Table 4 A dialogue example from the CMU-DoG dataset

To observe the underlying reasons for the different content of each model, we compared the top-10 document words that each model focused on throughout the response generation process in Table 5. It can be found that the knowledge chosen by DoHA is not applied in the response. However, the knowledge selected by our model can be applied in the dialogue. Especially in this example, the words ‘son’, ‘shock’, ‘go’, and ‘into’ from the static model and the keyword ‘shark’ in the dynamic model are all applied in the final response. In terms of knowledge selection, our static and dynamic model is more effective, not only can be seamlessly connected with history, but it also accurately captures the knowledge from the document and integrates it into the dialogue.

Table 5 Top 10 selected knowledge words for example in Table 4
Fig. 6
figure 6

Visualization of semantic unit level attention scores over the last layer for static and dynamic method

In addition, to further observe the effect of our static and dynamic semantic units, we observed the attention scores of semantic units to document words in a single decoding step in Fig. 6.

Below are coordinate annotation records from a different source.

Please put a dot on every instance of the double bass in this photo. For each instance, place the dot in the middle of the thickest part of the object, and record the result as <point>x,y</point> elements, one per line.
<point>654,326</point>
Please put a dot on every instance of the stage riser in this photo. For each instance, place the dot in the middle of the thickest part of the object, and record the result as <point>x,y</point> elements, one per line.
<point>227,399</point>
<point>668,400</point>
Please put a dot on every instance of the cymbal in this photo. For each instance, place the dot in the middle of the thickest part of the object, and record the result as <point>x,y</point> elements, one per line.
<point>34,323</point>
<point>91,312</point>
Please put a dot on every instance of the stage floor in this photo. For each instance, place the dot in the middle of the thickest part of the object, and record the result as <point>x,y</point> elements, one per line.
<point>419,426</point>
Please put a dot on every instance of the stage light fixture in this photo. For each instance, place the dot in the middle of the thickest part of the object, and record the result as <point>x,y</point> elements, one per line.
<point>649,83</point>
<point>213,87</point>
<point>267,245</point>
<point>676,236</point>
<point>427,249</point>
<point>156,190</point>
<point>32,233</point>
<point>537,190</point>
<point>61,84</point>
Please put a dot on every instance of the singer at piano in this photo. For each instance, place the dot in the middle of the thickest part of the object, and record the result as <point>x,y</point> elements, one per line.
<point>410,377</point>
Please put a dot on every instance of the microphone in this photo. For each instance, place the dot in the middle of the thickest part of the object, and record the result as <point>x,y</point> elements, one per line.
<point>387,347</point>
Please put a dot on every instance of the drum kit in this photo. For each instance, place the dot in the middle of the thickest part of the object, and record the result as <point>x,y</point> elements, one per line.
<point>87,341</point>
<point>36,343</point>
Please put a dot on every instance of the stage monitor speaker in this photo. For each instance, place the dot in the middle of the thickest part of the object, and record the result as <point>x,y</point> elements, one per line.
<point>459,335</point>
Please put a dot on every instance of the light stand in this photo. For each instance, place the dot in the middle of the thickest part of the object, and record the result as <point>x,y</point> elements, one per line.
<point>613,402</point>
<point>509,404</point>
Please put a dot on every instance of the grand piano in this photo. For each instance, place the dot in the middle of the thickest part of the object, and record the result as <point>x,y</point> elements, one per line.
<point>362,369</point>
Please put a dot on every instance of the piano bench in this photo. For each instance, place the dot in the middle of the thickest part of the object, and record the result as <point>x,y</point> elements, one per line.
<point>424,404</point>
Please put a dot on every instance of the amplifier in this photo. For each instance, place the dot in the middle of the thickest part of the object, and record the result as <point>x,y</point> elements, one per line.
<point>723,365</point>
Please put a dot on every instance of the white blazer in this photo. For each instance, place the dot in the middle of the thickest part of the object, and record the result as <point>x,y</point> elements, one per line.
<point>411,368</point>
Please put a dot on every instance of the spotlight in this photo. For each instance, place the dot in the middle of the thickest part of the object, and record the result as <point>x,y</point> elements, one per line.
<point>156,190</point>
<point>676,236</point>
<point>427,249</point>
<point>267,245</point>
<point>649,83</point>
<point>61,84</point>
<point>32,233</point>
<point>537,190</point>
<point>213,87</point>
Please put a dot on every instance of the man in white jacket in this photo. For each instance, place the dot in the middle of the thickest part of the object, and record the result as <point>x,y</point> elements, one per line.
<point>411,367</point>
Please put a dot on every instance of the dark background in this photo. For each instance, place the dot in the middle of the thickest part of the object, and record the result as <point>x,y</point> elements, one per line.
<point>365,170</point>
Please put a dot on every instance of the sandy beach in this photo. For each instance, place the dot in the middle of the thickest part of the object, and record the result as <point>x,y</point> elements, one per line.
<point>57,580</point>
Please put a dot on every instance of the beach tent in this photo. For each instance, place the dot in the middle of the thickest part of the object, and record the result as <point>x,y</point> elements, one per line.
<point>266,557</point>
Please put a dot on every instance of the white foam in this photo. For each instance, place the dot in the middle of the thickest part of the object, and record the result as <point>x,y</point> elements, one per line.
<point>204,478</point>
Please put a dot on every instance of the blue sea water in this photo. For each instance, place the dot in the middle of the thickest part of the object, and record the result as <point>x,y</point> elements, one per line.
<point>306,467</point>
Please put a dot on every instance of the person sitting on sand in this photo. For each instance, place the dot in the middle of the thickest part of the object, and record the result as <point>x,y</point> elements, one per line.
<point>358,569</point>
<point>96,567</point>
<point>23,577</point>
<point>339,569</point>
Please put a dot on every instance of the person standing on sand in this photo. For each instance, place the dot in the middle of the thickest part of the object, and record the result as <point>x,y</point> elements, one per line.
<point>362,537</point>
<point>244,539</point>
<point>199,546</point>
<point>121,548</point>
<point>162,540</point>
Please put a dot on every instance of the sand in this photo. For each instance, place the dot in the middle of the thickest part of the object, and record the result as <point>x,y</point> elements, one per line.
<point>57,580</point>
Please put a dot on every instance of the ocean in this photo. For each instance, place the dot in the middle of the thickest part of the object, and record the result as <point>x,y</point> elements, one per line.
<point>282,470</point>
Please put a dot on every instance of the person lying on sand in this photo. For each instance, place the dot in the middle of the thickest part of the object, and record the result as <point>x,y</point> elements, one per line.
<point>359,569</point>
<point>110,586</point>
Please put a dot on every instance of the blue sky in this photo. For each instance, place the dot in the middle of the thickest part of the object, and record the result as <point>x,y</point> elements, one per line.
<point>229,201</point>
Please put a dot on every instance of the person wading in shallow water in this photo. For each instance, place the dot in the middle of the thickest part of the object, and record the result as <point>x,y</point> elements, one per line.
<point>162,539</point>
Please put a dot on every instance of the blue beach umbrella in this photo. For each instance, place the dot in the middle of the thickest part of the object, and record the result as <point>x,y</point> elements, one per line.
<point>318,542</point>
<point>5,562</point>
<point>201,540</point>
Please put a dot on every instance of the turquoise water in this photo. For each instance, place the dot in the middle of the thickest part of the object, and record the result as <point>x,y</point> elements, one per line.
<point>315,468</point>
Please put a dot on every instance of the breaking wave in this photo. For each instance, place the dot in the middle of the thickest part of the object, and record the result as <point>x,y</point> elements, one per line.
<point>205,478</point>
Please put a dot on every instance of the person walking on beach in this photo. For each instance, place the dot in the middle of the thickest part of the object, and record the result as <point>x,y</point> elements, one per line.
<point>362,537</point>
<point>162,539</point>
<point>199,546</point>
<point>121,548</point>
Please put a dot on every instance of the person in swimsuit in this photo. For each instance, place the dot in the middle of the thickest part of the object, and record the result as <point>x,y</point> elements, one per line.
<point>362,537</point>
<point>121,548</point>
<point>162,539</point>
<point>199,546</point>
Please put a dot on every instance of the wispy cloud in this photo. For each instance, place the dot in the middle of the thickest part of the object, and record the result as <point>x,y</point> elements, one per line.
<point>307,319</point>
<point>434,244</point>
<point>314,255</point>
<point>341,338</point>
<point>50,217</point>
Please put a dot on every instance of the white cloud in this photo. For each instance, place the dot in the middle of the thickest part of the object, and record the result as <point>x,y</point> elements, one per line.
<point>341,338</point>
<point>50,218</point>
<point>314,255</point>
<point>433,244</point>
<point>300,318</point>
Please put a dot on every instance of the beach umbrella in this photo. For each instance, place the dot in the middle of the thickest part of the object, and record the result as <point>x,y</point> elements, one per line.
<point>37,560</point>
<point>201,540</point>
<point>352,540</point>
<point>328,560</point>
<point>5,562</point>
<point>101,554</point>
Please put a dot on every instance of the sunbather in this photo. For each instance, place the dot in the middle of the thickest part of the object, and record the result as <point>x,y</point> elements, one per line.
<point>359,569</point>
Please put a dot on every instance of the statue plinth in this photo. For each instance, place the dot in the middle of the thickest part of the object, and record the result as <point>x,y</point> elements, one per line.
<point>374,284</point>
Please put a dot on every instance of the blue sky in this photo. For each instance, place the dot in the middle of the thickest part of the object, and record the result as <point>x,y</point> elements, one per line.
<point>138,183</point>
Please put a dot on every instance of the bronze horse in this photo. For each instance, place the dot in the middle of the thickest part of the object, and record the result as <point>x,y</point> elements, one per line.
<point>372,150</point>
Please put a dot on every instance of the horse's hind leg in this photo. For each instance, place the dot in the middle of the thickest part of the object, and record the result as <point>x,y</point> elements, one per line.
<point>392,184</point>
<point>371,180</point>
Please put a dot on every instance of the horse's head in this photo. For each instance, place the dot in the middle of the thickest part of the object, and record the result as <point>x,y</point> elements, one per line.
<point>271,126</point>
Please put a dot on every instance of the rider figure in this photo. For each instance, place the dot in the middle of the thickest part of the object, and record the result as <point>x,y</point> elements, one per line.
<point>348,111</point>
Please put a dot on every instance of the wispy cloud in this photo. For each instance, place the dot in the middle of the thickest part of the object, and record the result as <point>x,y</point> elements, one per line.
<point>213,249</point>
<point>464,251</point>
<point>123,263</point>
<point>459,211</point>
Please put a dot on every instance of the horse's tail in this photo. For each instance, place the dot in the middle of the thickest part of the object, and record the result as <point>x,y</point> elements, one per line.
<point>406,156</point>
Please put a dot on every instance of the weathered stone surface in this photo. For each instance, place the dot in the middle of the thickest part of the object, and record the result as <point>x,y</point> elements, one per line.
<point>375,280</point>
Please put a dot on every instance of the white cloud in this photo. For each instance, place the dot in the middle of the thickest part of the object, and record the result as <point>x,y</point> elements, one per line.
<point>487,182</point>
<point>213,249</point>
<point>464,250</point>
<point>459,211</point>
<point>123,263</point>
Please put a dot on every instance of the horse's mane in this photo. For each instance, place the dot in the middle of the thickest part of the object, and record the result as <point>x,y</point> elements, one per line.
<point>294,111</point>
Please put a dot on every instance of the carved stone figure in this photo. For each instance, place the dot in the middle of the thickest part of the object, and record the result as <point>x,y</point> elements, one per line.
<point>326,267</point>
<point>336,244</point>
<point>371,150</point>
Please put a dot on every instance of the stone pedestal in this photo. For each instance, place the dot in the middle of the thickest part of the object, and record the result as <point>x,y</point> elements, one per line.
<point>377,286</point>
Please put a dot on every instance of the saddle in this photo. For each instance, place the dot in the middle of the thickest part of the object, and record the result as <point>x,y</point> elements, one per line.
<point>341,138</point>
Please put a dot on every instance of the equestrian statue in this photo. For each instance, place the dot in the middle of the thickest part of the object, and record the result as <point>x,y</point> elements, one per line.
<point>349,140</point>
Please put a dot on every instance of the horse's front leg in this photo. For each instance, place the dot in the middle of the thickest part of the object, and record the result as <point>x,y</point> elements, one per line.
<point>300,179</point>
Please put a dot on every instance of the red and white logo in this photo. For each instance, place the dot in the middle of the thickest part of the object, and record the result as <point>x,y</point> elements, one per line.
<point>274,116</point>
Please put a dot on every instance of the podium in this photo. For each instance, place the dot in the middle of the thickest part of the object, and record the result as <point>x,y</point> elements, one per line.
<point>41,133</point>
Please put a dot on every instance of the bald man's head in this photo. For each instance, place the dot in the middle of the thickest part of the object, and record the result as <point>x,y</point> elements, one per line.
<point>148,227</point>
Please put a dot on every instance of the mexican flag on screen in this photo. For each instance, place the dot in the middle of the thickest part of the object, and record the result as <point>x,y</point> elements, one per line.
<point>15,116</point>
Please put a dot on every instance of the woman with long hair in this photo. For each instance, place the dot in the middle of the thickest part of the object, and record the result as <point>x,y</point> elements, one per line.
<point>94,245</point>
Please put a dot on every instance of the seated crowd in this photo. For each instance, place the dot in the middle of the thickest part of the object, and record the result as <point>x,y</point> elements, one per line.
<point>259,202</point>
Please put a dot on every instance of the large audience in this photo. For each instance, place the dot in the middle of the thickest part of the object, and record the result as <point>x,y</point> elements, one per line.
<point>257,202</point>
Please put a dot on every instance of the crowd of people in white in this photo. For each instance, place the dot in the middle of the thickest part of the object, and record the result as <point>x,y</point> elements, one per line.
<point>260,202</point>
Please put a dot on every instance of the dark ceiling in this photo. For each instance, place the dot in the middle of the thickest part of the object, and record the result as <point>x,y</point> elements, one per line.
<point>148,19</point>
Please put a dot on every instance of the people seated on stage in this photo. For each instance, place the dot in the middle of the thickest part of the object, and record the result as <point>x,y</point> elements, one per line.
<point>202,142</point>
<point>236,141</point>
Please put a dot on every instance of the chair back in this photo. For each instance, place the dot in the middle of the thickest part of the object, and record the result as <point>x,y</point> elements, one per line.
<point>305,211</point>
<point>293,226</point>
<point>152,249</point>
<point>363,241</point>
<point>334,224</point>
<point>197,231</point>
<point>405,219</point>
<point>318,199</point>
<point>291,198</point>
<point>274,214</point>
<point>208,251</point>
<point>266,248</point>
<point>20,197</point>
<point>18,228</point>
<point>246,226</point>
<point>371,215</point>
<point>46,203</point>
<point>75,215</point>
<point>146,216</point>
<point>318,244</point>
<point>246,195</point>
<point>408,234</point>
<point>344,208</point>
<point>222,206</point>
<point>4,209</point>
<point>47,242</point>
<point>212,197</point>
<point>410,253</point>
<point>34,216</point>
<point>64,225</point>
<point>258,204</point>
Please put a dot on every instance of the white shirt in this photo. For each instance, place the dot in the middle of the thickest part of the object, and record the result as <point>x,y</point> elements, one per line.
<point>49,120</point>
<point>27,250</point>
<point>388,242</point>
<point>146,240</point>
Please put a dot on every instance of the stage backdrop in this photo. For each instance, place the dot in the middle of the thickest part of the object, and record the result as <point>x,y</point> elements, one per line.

In our static unit method, we compared the weights of cross-attention at the unit level and the word level when interacting with knowledge. Currently, the model has already generated half of the sentence: ‘I know, scared me so bad. And then another attack happens! The police chief’s son goes into’ and the next word to be generated is ’shock’. The vertical axis selects the five knowledge words with the highest average weight. The horizontal axis represents the semantic unit of size two for the current response. Although both the sentence and word levels selected the word ’shock’, observing the high-weight response content corresponding to it horizontally, the phrases in Fig. 6 like ‘scared me’, ‘, scared’, and ‘attack happens’ are semantically highly correlated with ‘shock’. This indicates that the semantic information of the static unit in the first half of the response played a role in knowledge selection. In this example, the unit-level response information can capture accurate knowledge information better, complementing the word-level cross-attention and enhancing knowledge selection.

In our dynamic unit method, we conducted a similar analysis. At the current moment, the model has already generated ‘he had to, considering the size of the shark posed a small tiger’, and the next word to be generated is ‘shark’. The vertical axis selects the five knowledge words with the highest average weight. The horizontal axis represents the current dynamic semantic unit division. We can find that the multiple previous units, such as ‘the shark posed’, ‘shark posed’, ‘a small tiger’, and ‘small tiger’, have a high correlation with the knowledge of ‘shark’. The dynamic unit in the first half played a good role in knowledge selection.

The above case analysis proves that our method effectively captures the semantic intricacies across different kinds of units, offering a novel viewpoint for interacting with knowledge. This significantly enhances the knowledge selection ability, leading to more fluent and document-aware responses.

6 Conclusion

In this paper, we introduce a document-grounded dialogue response generation model based on multi-granularity responses to provide more accurate document information selection effects. It interacts with documents using representations at the response word level and the semantic unit level to pinpoint key information positions, thereby producing more appropriate responses. Experimental results on two public datasets consistently indicate that the performance of this model significantly surpasses the baseline models.